Кстати смазать, в этом отношении при Иосифе порядок стал мягче, сперва только в его отряде. А потом, когда сбылись слова, что начальник темницы отдал в руки Иосифу всех узников, и в каменоломне он появлялся уже как главный, что ли, надсмотрщик и заместитель коменданта, это смягчение распространилось на всех. Ибо, помня об Иакове, о далеком своем отце, для которого он умер, помня, как тот не одобрял служильни Египетской, Иосиф распорядился, чтобы уже после второго падения человека браковали и возвращали на остров; а первое по-прежнему считалось притворством, даже если одновременно наступала смерть.

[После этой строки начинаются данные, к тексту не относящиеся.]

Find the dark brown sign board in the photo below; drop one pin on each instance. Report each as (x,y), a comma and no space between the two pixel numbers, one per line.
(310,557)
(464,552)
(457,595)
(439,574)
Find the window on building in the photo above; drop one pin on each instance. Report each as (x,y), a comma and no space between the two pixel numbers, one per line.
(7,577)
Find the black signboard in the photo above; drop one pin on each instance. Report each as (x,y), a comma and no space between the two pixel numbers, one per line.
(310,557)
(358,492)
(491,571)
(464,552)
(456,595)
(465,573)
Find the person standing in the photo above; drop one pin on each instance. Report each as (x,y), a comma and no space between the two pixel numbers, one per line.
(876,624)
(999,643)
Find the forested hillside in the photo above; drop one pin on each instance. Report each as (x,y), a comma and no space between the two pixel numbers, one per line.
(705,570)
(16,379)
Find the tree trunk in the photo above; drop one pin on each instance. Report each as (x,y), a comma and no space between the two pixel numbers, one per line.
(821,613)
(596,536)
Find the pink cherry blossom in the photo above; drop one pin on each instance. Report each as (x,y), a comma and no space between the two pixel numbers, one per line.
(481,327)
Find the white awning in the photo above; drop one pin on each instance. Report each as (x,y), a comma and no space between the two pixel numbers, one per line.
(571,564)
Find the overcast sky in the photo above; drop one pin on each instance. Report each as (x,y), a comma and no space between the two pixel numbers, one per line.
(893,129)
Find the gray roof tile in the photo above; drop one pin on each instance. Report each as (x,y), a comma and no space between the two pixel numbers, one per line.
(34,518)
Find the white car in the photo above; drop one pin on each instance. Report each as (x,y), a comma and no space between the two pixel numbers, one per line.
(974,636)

Итак, лазарет никогда не знал недостатка в страждущих и болящих: у одного была сломана кость, другой «не мог опустить взгляд на свой живот», у третьего тело было, как сыпью, покрыто распухшими следами укусов мух и комаров, у четвертого желудок, если приложить к нему палец, начинал перекатываться, как масло в кожаном мехе, у пятого от каменной пыли гноились глаза; и комендант брался за все эти случаи, не отступая ни перед одним и находя для каждого из них, если только это не была сама смерть, свое средство. На сломанные кости он накладывал лубок, при неспособности человека опустить взгляд на свой живот он пытался помочь больному смягчительными припарками, места укусов он смазывал гусиным жиром с примесью растительного лекарственного порошка, при болезненном перекатывании желудка он предписывал разжевывать, запивая их пивом, семена клещевины, а для всяких глазных болезней у него имелась отличная мазь из Библа. Чтобы подкрепить целебное средство и притеснить вкравшегося в ту или иную часть тела беса, пускалось в ход, правда, и некоторое колдовство; состояло оно, однако, не столько в заговорах и прикосновениях оцепеневшей очковой змеей, сколько в действии личных токов Маи-Сахме, которые были токами покоя и успокаивали больного, так что тот не страшился уже своей болезни, — а страх этот был вреден, — и, перестав корчиться, непроизвольно перенимал выражение лица коменданта: приоткрывал округленный рот и поднимал брови с умной невозмутимостью. Так, обретя покой, больные и лежали в ожидании выздоровления или смерти; ибо и смерти Маи-Сахме учил их не страшиться, и даже когда лицо больного становилось лицом бледного трупа, он все еще, мирно вытянув руки, подражал хладнокровному своему врачу и без дрожи в губах глядел из-под задумчиво поднятых бровей вперед, туда, где была жизнь после жизни.